Paulson hasn't said a word publicly since the email exchange was made public. He hasn't apologized or otherwise engaged Chad, or, for that matter, anyone else in the RCMP by way of an apology or in some form of explanation. Nothing has been forthcoming, despite the email sent by Cst. Peter Kennedy chastising the top cop on the heels of the initial emails.
I'm also told another senior member, a Service Regimental Representative, has emailed the commissioner demanding an apology to Chad.
It will not be forthcoming. That isn't Paulson's style. He seems to act as the very epitome of the type of conduct he has been instructed by the Public Safety Minister to eradicate from the RCMP. He pushes people around to get his way according to RCMP officers I have spoken with since the email exchange became public.
Several individuals who worked directly for Paulson on the badly fumbled Hells Angel project called "ePandora" have all told me the same version of events.

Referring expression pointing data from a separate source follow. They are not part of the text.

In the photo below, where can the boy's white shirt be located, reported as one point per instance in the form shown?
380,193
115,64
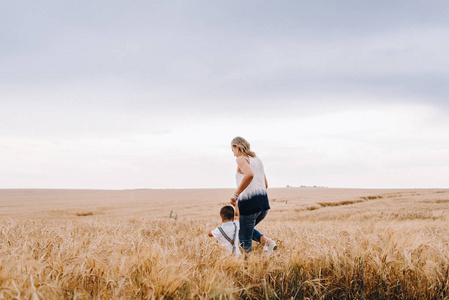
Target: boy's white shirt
229,229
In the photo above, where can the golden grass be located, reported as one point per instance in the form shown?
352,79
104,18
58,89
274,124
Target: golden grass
380,249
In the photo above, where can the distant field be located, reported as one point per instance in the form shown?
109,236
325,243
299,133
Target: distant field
333,244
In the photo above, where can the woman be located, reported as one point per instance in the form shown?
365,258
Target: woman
250,195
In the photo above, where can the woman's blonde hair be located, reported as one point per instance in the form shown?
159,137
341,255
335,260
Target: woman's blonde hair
243,145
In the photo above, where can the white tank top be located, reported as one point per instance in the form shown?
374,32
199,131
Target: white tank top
257,185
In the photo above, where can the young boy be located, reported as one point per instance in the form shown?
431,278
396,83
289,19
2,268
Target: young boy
228,233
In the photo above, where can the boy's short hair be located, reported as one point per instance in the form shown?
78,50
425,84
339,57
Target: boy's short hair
227,212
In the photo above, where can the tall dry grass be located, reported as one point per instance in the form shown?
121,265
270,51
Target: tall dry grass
378,249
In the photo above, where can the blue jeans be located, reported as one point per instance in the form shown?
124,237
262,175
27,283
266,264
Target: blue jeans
247,231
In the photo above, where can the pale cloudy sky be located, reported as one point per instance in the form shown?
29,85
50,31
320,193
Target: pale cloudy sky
148,94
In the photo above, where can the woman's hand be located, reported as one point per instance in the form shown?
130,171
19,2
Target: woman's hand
234,200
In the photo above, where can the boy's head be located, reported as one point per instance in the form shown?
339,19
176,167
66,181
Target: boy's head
227,213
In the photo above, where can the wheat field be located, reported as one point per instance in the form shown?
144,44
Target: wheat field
150,244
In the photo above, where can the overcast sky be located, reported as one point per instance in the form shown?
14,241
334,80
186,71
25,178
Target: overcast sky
149,94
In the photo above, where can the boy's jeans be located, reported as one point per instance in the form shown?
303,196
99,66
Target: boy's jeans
247,233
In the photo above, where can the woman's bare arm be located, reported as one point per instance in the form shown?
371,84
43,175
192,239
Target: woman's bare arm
248,174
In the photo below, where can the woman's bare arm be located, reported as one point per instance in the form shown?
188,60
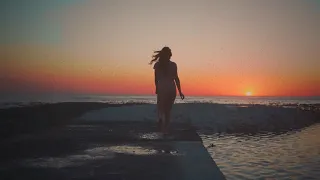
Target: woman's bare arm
177,80
156,80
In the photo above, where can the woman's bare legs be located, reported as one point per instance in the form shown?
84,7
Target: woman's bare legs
161,112
168,108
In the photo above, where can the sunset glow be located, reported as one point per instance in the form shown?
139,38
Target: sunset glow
248,93
221,48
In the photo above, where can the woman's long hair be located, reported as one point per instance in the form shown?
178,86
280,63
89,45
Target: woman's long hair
163,57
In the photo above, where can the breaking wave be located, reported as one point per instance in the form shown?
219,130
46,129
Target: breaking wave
216,118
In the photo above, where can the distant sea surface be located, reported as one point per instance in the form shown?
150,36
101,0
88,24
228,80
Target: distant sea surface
24,100
289,155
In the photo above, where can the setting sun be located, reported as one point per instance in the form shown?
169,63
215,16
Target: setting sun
248,93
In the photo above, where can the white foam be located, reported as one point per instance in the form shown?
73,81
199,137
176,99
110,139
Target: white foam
215,116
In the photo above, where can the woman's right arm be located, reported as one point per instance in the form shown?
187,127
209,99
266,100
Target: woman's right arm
178,82
156,80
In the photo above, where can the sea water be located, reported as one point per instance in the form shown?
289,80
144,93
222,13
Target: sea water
294,154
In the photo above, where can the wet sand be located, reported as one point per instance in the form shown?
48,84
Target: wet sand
48,144
24,120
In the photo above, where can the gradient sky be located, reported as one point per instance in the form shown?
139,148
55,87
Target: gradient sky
270,48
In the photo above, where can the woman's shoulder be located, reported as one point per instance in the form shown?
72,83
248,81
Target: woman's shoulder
173,64
155,66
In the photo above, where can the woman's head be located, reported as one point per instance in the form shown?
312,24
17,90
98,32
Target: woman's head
162,56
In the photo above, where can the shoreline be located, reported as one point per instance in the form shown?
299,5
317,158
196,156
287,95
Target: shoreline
41,117
30,119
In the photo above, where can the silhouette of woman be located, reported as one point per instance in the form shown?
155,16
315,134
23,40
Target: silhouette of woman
166,80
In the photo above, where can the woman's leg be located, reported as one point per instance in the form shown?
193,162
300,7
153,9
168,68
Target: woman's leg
168,108
161,114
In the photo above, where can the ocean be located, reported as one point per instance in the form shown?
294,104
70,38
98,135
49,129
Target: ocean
286,147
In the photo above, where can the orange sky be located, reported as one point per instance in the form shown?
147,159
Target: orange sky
221,47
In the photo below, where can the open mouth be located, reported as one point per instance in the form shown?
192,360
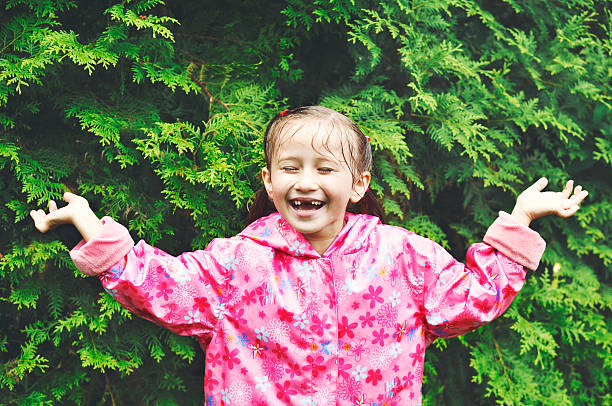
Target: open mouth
306,204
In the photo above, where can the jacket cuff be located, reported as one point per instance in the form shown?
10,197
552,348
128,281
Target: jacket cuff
97,255
516,241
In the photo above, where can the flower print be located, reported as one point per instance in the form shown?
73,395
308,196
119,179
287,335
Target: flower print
230,264
237,315
408,379
411,334
293,368
231,357
314,365
201,304
117,271
345,328
417,356
225,395
380,358
220,311
249,297
213,358
318,325
400,330
286,283
297,248
395,298
343,369
299,288
359,373
349,389
359,348
284,391
164,290
390,386
349,285
360,401
265,233
379,336
210,383
330,300
300,320
304,270
279,331
241,393
395,350
372,273
373,296
374,376
192,317
262,383
324,346
285,315
367,319
309,401
243,339
387,315
273,369
280,351
262,334
394,275
256,349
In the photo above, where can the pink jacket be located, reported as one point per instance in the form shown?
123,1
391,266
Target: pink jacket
284,325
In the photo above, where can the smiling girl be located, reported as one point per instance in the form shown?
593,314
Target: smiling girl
313,304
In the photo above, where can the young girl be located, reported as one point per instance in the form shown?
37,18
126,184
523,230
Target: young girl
314,305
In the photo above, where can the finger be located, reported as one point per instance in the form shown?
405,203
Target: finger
567,192
68,196
569,212
540,184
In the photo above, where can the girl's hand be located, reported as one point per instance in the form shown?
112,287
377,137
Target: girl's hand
48,221
77,212
533,203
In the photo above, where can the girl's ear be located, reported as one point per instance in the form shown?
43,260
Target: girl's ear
267,179
361,186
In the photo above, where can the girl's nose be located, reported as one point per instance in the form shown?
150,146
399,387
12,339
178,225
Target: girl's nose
306,181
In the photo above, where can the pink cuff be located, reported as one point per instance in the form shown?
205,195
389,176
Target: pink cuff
516,241
97,255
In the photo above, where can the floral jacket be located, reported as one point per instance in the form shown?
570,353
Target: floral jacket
284,325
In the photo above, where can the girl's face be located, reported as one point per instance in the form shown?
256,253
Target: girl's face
310,183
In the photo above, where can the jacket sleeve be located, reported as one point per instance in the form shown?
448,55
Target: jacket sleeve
184,294
458,298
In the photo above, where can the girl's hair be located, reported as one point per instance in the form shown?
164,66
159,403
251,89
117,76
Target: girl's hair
356,152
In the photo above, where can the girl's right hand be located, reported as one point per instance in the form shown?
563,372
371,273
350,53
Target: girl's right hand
77,207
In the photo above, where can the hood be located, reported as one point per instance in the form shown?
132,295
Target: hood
275,232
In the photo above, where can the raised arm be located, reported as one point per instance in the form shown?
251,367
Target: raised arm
77,213
459,298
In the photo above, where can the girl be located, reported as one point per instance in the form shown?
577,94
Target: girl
314,305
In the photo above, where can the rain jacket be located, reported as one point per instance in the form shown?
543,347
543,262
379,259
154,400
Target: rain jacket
284,325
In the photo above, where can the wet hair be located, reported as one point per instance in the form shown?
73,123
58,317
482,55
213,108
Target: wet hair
356,152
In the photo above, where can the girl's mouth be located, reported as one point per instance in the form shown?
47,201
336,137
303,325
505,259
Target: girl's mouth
306,205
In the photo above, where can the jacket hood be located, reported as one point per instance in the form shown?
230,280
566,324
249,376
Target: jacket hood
275,232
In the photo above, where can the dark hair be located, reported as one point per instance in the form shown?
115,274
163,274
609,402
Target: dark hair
358,158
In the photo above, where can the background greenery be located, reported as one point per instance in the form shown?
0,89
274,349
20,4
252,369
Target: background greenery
155,112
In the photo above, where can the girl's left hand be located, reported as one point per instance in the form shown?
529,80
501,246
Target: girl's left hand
534,203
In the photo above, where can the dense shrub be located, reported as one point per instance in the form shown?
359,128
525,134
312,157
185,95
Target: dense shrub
154,112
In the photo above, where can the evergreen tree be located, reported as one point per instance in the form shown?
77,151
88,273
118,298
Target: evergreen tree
155,113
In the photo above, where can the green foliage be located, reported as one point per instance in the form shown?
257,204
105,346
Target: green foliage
155,112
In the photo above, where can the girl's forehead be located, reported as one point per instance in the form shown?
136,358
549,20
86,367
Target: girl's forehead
324,138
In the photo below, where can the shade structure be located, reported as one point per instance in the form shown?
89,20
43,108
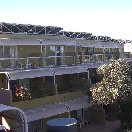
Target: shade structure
56,108
98,44
14,42
59,42
10,111
45,111
62,125
31,73
69,70
41,72
79,103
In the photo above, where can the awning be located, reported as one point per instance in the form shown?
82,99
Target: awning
55,109
69,70
14,42
79,103
111,45
13,111
45,111
31,73
59,42
97,44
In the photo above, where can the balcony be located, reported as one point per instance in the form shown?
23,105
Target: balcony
67,59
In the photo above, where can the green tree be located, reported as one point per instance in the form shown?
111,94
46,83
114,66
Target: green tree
116,83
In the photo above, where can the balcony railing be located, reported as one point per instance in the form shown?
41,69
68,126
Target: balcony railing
64,60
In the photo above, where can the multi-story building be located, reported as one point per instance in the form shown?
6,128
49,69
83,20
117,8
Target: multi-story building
48,70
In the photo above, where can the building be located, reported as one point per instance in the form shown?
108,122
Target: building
48,70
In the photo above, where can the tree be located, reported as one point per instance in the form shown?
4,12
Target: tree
116,83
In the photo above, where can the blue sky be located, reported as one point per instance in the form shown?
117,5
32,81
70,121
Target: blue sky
100,17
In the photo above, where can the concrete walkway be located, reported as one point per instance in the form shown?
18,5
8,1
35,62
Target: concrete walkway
109,126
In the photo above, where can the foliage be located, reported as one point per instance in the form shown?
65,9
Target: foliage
115,85
126,114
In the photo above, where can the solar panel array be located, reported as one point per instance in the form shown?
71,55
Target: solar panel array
13,28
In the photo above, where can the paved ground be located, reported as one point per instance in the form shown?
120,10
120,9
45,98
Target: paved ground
109,126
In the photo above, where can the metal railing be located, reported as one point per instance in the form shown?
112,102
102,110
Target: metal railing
64,60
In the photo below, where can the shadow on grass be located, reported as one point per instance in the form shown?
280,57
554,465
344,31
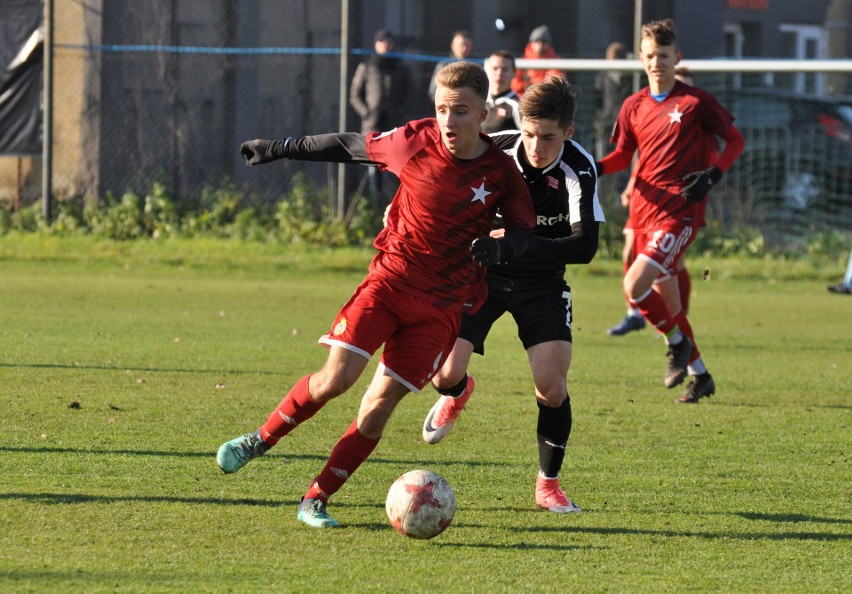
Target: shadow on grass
123,368
284,458
820,536
793,518
518,546
75,498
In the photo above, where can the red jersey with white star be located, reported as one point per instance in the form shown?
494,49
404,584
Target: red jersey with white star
674,137
442,205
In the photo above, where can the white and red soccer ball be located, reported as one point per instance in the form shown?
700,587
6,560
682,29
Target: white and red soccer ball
420,504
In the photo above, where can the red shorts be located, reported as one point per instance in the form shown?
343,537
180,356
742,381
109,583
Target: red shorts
664,245
417,336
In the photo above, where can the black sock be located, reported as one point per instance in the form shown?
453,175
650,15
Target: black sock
554,427
455,391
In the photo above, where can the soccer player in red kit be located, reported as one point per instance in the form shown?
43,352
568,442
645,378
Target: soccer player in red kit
427,272
672,126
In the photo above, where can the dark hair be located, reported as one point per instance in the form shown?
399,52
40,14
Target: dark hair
553,99
503,55
662,32
456,75
616,51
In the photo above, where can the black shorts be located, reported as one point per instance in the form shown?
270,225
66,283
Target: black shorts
540,316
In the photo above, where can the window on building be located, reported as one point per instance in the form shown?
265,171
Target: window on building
804,42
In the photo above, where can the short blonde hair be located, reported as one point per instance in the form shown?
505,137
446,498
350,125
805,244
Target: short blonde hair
457,75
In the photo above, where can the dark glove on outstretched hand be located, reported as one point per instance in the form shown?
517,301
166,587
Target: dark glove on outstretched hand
698,183
259,151
486,251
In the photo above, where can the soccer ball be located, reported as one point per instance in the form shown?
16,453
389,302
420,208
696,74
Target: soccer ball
420,504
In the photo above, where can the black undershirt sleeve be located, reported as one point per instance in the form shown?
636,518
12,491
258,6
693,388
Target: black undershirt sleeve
345,147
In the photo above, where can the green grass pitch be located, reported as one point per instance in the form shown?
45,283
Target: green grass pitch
124,366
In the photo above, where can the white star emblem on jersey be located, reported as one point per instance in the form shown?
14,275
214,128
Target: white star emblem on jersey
479,193
674,116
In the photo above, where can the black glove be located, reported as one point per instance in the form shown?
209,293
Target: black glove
259,151
698,183
486,251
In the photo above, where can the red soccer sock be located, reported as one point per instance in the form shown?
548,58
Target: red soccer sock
297,407
684,286
348,454
654,309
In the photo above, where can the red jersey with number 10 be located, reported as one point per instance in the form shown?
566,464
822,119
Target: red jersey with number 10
674,137
442,205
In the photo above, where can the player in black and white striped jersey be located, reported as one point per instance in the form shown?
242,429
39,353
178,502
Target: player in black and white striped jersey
561,177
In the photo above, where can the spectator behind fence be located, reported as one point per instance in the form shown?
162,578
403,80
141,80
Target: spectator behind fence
502,101
612,87
381,88
461,48
540,47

It's ironic, really, to think that he chastises Chad for not getting the message he is preaching and in the same breath ignores his own preaching.
Thus far, Chad hasn't commented publicly, nor has he begun any internal complaint process against the commissioner as is certainly his right under the RCMP Act. The problem with the Act is that it makes the commissioner the final arbiter in any grievance process.
So how does one complain about being wronged by the very person who sits in judgment of the merits of the complaint? Especially while being aware of the final words, themselves a thinly veiled threat by a senior officer to a subordinate: "You have done yourself a disservice."
And where is the minister in all of this? Public Safety Minister Vic Toews has been challenged to deal with the out-of-step culture in the RCMP since Cpl. Catherine Galliford first came forward with her complaints and subsequent lawsuit that has garnered so much publicity.
Toews gave the ball to Paulson who has since shown that he isn't the solution, but instead part of the problem. And thus far, Toews has stood mute.
Clearly, there is a vacuum of leadership in the RCMP and with continued silence, it would seem in the government as well.